Sarah

22/12/2005

I think I might be in Morocco

Filed under: — sarah @ 6:04 pm

Not wishing to worry anyone but I still appear to be in Morocco and tonight I should be in Malaga. There seem to be some very heavy winds so after a 4 hour wait in the port at Tangier we decided to check into the Hotel Continental and keep an eye on things. Luckily our flight isn’t tonight so we still have 24 hrs to get back to the airport and hope the wind dies down. Keep your fingers crossed! I don’t want to spend christmas in the Hotel Continental. No really don’t worry (mum) we’ll get back somehow.

So where did I leave you?

Aaah yes Fes. After another lovely breakfast in Riad Lune et Soleil we went to get a Petit taxi to the train station. Luckily ….oh I can never think of his name….I have been calling him Lionel and now I want to call him Vernon….aaah yes Jurgen drove by and offered us a lift to the station, via a cash point. We got to the staion and bought our tickets. The ticket man got someone out the back who spoke English to come and explain to us that we were travelling on a very special day as the train company were celebrating their 20m traveller by having a competion. All you had to do was to fill you name on a form and then put it in a tombolla. The lady wished me good luck and gave me a sweet. If we win we get first class train travel in Morocco for a year….yes! All this excitement was had with an instrumental version of Obladioblada (I don’t think that is one word but you get the meaning).

We got to Asiliah station and as I was getting off the train it started to move which I didn’t think was very good. Mustapha came to meet us with a random silent friend. Mustapha speaks basic french as do we (though a little more basic than him) so it was a little difficult to communicate but we got there in the end. We managed to communicate the most important things such as we would like fish for dinner (poisson) etc. He dropped us off in a coffee shop so he could go and buy the poisson and a man started hassling us and got us coffee and then we realised we had taken coffee from a strange man and another complete stranger had gone off with our bags and we could be in a bit of a rubbish situation. But it was ok Mustapha turned up again with our bags and some fish and the man hadn’t drugged our coffee.

He took us back to Berbari his village and the place we were staying. The owners were away and there were no other guests it was just me and Tom and Mustapha and a lady who did the cooking and never showed her face. We knew you needed a 4×4 to get to Bebari but I don’t think we were prepared for the state of the mud tracks leading up to it I thought the car was going to tip over at points.

Mustapha showed us some rooms because we had the pick of all of them as there were no other guests. We chose the Ron suite, a room at the top of the main house. The house was made of bamboo and mud and our bed was made of mud too. It was such a brilliant room - a massive bed, a lovely little bathroom and mud steps up to the bed.
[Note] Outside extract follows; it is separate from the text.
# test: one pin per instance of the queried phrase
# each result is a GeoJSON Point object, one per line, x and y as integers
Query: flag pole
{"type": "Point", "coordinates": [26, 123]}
The living space was also very nice. Windows all the way round leading onto a few terraces and there was a grand piano. The most random thing was the stalks nests in the village. There was one directly above our room and it was the biggest thing I have ever seen as you will understand if you have seen a stork. It started walking around the tin roof this mornign and that was very scary, clicking its beak.

So we were there along. Mustapha lit lots of candles and from about 4pm we started to smell these lovely smells coming from the kitchen. For starter we had a whole spicy aubergine with salad and then for main we had fish tagine with 2 whole red mullet (we thing it was that) each. It was delicious. Then poached pears and dates and things for pudding.

At night it was noisier than East Street with the dogs all having a big bark at about 11pm and the cockerels going all night and then the storks and the donkeys having a go too then the call for prayer at 5am.

But it’s ok because the next day was a total relax as there really wasn’t anything to do so we read and played chess and I played games on Tom’s phone and then we went to Asiliah with Mustapha as he had to get us some more food. We had to push he car to make it start. We got so hassled we went to the beach where we got hassled some more so we just walked quickly to run away from the people hassling us.

That night we had a delicious soup for starter then for main we had lamb with poached pears, dates with sesame seeds and hard boiled eggs. That also was delicious except the pears were poached in a red liquid and we couldn’t identify their origin to start with as they looked really really fleshy, I won’t tell you what we thought they were but it was a little bit scary.

So then we got the train to Tangier this morning and here we are, still in Morocco. Still being hassled. We are going to go back to the port in a minute and check out the ferry situation. I’m tempted to get a taxi to reduce the hassle.

One Response to “I think I might be in Morocco”

  1. tom smith Says:

    is there a train from bedminster to the city centre, via morocco?